AI is very real and will blow your socks off, but not this year, not next year. There will be an AI winter, as has happened several times in the last 50 years, but this one is likely to be the briefest and shallowest of them all because of the advancement of the technology. The current issues are that centres are overly expensive and the current tech is hard to exploit despite the over-promising. It is only generative AI that mimics good looking answers regardless of the underpinnings. Rest assured that the next AI summer will deliver on this summer's promises and will make a new round of over-promises. Each forthcoming AI summer from here on will blow your socks off.
Rates: Interest rates are coming down. That stimulates the economy. Some is a good idea to combat rising unemployment, which is subdued by greatly reduced firing and reluctance of people with jobs to quit and look for better. Immigration has shut down.
Delayed effects: The deferred resignation agreements (layoffs) are only just kicking in, as are shutdown furloughs and "reductions in force". Tariff effects have been smeared out and not imposed uniformly or with a steady hand.
Stimulus: The Big Ugly Bill is stimulative to the economy because it has ballooned the deficit. The impact of the debt is increasing all the time and will catch up. Another delayed effect.

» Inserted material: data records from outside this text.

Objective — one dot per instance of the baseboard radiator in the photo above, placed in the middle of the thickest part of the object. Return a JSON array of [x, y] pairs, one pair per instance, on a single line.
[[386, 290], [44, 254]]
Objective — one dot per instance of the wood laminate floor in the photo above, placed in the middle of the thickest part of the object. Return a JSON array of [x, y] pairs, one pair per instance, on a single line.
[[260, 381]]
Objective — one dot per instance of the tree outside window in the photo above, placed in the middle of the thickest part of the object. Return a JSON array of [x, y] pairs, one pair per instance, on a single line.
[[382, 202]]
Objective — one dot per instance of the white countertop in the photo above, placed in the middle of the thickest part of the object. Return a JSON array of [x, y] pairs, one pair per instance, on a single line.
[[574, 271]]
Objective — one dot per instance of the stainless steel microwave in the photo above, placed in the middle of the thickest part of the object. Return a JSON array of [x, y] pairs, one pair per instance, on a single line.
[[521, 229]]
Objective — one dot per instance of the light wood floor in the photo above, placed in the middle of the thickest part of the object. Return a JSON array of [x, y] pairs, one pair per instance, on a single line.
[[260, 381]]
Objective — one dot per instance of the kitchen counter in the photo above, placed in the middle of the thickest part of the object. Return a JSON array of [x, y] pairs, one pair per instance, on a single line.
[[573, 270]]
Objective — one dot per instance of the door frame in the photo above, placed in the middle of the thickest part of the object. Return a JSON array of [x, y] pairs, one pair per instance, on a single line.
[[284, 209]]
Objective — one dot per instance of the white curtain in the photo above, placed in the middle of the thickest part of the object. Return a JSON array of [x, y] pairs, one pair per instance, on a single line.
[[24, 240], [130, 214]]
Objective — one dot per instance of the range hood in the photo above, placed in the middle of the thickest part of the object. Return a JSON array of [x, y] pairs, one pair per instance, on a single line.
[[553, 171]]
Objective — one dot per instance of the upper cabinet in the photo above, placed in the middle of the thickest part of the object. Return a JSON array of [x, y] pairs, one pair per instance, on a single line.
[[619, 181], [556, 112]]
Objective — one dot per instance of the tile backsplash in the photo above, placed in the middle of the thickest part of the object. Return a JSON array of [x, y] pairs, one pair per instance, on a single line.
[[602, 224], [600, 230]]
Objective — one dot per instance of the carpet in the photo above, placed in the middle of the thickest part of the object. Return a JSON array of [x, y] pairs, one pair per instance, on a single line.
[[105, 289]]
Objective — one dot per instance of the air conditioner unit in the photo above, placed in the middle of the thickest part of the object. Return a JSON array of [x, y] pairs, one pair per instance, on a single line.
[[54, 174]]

Irrational exuberance: The market is as highly priced as it has ever been. See the Schiller (Nobel economics) CAPE index: https://www.multpl.com/shiller-pe It's higher than 1929 and almost as high as the 2000 bubble. There are frothy over-valued IPOs. The retail investor is relentlessly buying the dips but that means they won't get out in time and will be jamming the exits when the crunch comes. The Exchange Traded Fund (ETF) that focused on meme stocks is back now, after having crashed and burned a couple of years ago.